Sarah Bradley
Internship Student
2022
Project Title:
Efficient Drone Delivery in a Multi-Drone Skyway Network
Project Description:
Drones are a new type of IoT devices that offer cost-effective and fast delivery services. The potential utilization of drones is limited by payload capacity and battery consumption constraints. Drones may need multiple times of recharge for persistent delivery operation. The drone delivery environment is highly constrained because the availability of recharging stations is not guaranteed. We leverage the service paradigm to address the key challenges in delivery by drones. The functional and non-functional properties of drones are abstracted as Drone-as-a-Service (DaaS). The drone services operate in a skyway network which is constructed by linking the skyway segments. Each skyway segment connects two nodes which are the rooftops of the high-rise buildings. Each node is assumed to be a recharging station or a delivery target.
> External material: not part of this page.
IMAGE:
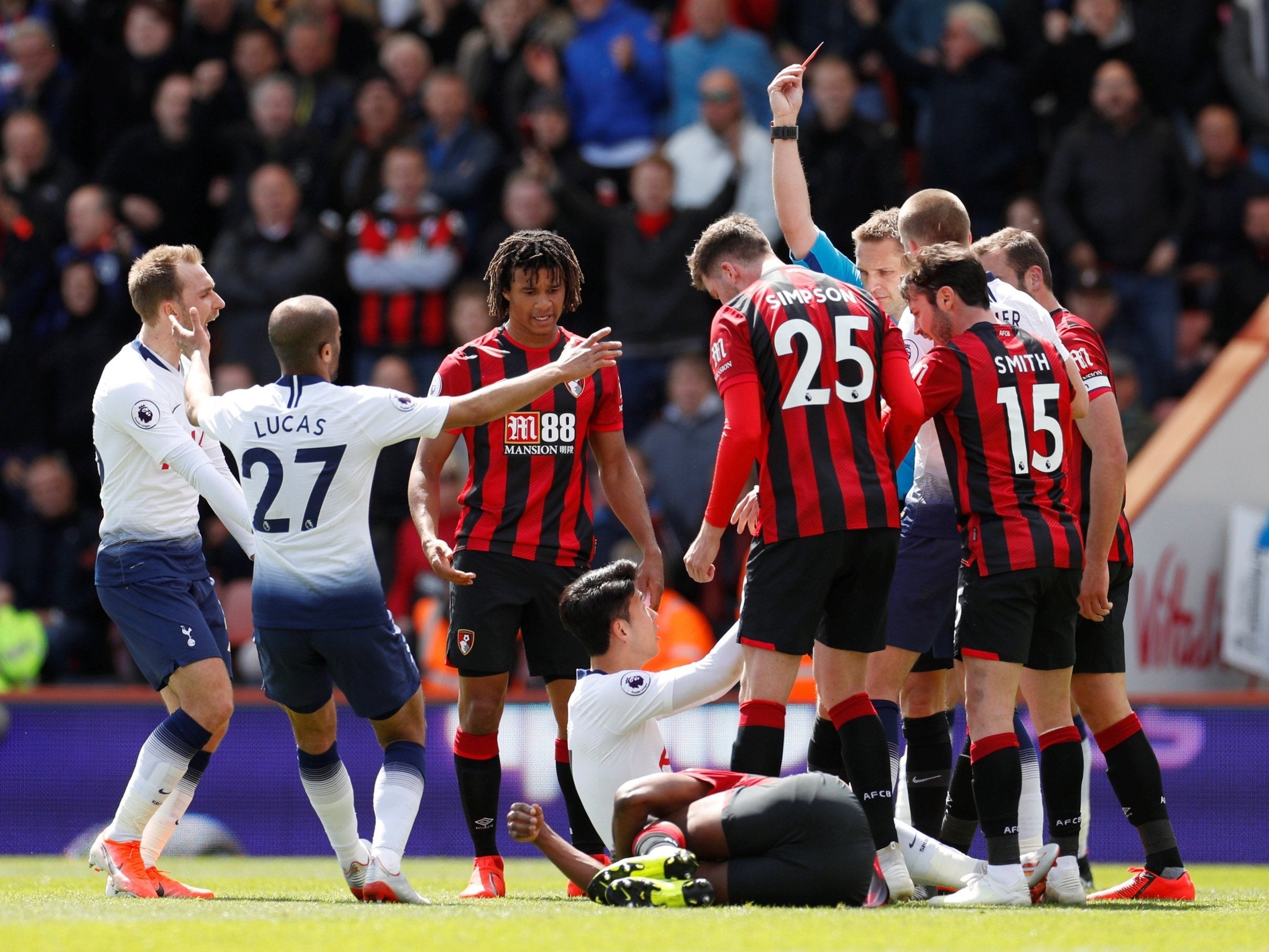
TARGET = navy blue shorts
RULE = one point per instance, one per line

Given a source and a destination, the objective of this project is to collect a trajectory dataset considering the battery limitations and availability of pads on recharging stations. The dataset will be used for predicting the arrival of drones at certain stations in a multi-drone network and help in computing the best skyway segments leading to the destination.
Internship Publications:
- Service-based Trajectory Planning in Multi-Drone Skyway Networks. Sarah Bradley, Albertus Alvin Janitra, Babar Shahzaad, Balsam Alkouz, Athman Bouguettaya, and Abdallah Lakhdari. PerCom 2023, Atlanta, USA, Demo paper.